Government is sitting on damning information revealing that scores of Batswana have died as a result of drinking Water Utilities Corporation contaminated water.
Government officials were this week caught in a web of lies and deceit they have woven in an attempt to conceal the extent of Botswana’s portable drinking water safety crisis.
Although the Minister of Minerals, Energy and Water Resources (MMEWR), Kitso Mokaila, recently told parliament and the media that Water Utilities Water is safe to drink, Sunday Standard investigations have turned up documents revealing that government is aware that scores of Batswana have caught their deaths and diseases from the corporation’s contaminated drinking water.

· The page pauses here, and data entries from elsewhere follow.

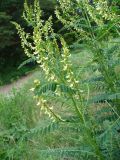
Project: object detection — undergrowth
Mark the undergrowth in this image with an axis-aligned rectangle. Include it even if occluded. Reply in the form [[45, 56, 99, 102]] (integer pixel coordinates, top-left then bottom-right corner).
[[1, 0, 120, 160]]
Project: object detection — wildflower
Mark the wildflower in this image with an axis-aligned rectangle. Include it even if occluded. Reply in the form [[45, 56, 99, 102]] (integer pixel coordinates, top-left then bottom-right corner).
[[34, 79, 40, 86], [30, 88, 35, 92]]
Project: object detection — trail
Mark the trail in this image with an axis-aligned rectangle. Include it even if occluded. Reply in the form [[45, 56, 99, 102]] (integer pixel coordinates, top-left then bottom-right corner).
[[0, 73, 33, 95]]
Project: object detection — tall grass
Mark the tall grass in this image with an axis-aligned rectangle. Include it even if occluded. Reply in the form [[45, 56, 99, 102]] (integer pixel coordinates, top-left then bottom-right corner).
[[1, 0, 120, 160]]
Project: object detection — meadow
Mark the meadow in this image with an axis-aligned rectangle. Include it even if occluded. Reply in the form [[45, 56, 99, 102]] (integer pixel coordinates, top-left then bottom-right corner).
[[0, 0, 120, 160]]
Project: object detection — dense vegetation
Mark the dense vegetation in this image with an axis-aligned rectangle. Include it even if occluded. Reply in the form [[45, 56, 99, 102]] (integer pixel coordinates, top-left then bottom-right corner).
[[0, 0, 120, 160], [0, 0, 55, 85]]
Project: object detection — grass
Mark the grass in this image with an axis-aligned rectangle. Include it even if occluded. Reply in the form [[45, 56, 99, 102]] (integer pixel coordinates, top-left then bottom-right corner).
[[0, 50, 90, 160], [0, 46, 119, 160], [0, 69, 76, 160]]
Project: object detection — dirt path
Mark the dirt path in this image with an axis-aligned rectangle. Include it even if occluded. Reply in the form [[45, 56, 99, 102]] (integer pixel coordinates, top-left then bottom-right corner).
[[0, 73, 33, 95]]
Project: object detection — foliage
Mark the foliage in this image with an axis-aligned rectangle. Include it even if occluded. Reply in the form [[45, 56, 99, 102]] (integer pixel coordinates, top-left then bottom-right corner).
[[9, 0, 120, 160]]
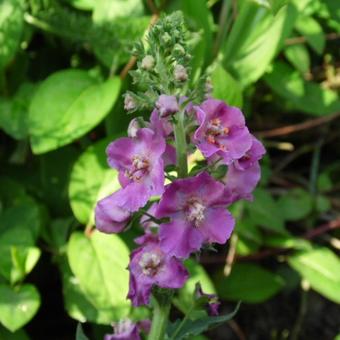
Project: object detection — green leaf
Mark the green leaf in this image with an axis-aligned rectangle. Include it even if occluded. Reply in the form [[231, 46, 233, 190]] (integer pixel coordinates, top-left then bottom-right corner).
[[0, 83, 36, 139], [264, 62, 340, 116], [67, 231, 130, 319], [29, 69, 120, 154], [246, 189, 286, 234], [174, 259, 216, 313], [180, 0, 213, 61], [69, 139, 120, 225], [76, 323, 89, 340], [268, 0, 289, 14], [288, 247, 340, 303], [168, 303, 240, 340], [0, 284, 40, 332], [0, 202, 41, 283], [278, 188, 313, 221], [211, 64, 243, 107], [284, 45, 310, 75], [214, 263, 284, 303], [295, 17, 326, 55], [0, 0, 24, 71], [0, 325, 30, 340], [223, 1, 297, 86], [93, 0, 144, 23], [67, 0, 95, 11]]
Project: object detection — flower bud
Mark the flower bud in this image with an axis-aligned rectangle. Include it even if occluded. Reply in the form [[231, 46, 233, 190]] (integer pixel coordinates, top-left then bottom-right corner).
[[124, 93, 136, 111], [128, 118, 141, 138], [174, 64, 188, 81], [141, 54, 155, 71], [174, 44, 185, 55]]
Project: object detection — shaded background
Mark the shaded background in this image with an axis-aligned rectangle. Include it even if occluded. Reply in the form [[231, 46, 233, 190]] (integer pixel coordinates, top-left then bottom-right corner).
[[0, 0, 340, 340]]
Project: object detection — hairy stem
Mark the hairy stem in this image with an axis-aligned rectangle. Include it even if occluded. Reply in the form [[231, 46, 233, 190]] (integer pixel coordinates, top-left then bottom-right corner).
[[174, 110, 188, 178], [148, 290, 173, 340]]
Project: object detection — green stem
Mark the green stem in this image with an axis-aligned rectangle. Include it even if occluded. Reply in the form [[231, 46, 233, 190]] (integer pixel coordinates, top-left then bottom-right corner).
[[174, 110, 188, 178], [148, 291, 173, 340]]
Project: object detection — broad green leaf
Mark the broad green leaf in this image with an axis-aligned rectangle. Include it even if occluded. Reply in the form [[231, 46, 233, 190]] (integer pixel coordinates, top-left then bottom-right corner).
[[0, 325, 30, 340], [246, 189, 286, 234], [295, 17, 326, 54], [180, 0, 213, 61], [0, 83, 36, 139], [0, 202, 41, 283], [277, 189, 313, 221], [268, 0, 289, 14], [223, 1, 297, 86], [93, 0, 144, 23], [264, 62, 340, 116], [263, 235, 312, 249], [168, 303, 240, 340], [58, 257, 148, 325], [69, 139, 120, 224], [29, 69, 120, 154], [67, 0, 94, 11], [38, 145, 79, 216], [0, 284, 40, 332], [76, 323, 89, 340], [211, 64, 243, 107], [0, 0, 24, 71], [175, 259, 216, 313], [67, 231, 130, 319], [288, 247, 340, 303], [215, 263, 284, 303], [284, 45, 310, 75]]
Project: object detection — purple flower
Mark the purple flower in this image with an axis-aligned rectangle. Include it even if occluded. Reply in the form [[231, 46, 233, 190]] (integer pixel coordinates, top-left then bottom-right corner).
[[156, 172, 234, 258], [95, 192, 131, 234], [194, 99, 252, 164], [195, 283, 221, 316], [106, 128, 165, 211], [128, 238, 188, 306], [104, 319, 150, 340], [224, 136, 266, 201], [156, 94, 179, 117]]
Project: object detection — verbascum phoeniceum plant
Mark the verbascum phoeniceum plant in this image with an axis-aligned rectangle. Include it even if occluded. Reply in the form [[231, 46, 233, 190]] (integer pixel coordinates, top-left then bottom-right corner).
[[95, 12, 265, 340]]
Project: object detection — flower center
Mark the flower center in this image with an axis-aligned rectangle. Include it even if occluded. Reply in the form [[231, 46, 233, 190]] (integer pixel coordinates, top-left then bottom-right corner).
[[206, 118, 229, 151], [113, 319, 133, 334], [125, 155, 150, 181], [186, 199, 205, 227], [139, 253, 162, 276]]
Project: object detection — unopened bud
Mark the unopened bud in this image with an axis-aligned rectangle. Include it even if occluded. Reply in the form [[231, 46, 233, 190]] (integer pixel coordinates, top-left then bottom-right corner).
[[124, 93, 136, 111], [141, 55, 155, 71], [174, 64, 188, 81]]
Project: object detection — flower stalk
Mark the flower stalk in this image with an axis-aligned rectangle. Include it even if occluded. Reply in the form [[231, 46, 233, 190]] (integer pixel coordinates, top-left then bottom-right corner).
[[148, 290, 173, 340], [174, 110, 188, 178]]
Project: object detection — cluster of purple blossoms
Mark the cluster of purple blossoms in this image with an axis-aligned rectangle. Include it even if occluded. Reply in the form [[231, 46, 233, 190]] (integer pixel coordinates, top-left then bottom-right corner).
[[96, 95, 265, 310]]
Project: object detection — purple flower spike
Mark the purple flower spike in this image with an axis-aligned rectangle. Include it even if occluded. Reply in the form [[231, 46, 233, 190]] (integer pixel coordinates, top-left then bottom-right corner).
[[95, 192, 131, 234], [104, 320, 141, 340], [194, 99, 252, 164], [224, 136, 266, 201], [156, 172, 235, 258], [128, 238, 188, 306], [156, 94, 179, 117], [106, 128, 165, 212]]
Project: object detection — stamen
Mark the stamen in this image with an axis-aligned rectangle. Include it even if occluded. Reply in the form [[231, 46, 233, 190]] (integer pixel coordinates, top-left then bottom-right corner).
[[186, 199, 205, 227], [139, 253, 162, 276]]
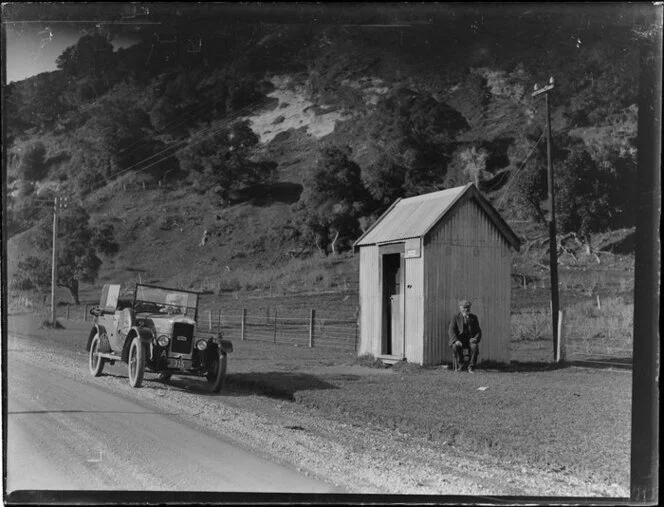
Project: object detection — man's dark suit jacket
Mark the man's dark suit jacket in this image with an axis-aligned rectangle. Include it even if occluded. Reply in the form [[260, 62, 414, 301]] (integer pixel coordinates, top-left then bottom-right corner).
[[447, 312, 482, 347]]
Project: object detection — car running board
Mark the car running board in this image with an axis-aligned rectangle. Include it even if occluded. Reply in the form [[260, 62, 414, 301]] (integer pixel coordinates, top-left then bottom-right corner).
[[97, 352, 122, 361]]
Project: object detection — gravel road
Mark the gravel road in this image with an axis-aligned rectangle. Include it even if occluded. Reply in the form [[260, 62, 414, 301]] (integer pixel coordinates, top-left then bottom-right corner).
[[8, 316, 628, 497]]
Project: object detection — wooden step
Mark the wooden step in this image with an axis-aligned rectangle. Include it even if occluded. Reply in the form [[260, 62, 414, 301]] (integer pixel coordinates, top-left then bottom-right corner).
[[378, 354, 406, 365]]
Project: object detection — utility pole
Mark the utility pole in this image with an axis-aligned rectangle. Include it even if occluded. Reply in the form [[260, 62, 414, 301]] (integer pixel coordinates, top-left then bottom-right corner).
[[532, 77, 559, 361], [51, 195, 59, 326], [51, 195, 69, 326]]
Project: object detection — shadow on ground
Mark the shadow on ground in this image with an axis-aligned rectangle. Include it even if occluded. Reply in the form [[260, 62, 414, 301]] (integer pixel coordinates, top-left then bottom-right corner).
[[477, 357, 632, 372], [225, 372, 338, 401], [145, 372, 338, 401], [231, 182, 302, 206]]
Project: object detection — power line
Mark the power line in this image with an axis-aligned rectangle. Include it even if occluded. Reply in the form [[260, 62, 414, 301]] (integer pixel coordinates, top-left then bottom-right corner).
[[498, 134, 545, 208], [80, 95, 268, 196]]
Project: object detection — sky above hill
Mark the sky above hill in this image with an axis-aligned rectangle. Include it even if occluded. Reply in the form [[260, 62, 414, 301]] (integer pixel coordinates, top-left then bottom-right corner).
[[3, 20, 138, 83]]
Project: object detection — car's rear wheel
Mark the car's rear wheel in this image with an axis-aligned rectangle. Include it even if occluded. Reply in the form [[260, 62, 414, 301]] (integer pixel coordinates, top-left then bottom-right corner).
[[128, 336, 145, 387], [88, 333, 106, 377], [207, 348, 227, 393]]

A letter from the Permanent Secretary in the Ministry of Health, Dr Koolatamo Malefho, addressed to the Permanent Secretary in the Ministry of Minerals, Energy and Water Resources dated 6th July 2012 states, “this serves to draw your attention to the worrying trend of contaminated drinking water throughout the country. As you are well aware, microbiological contamination contributes to water borne diseases such as diarrhoea, especially among children”.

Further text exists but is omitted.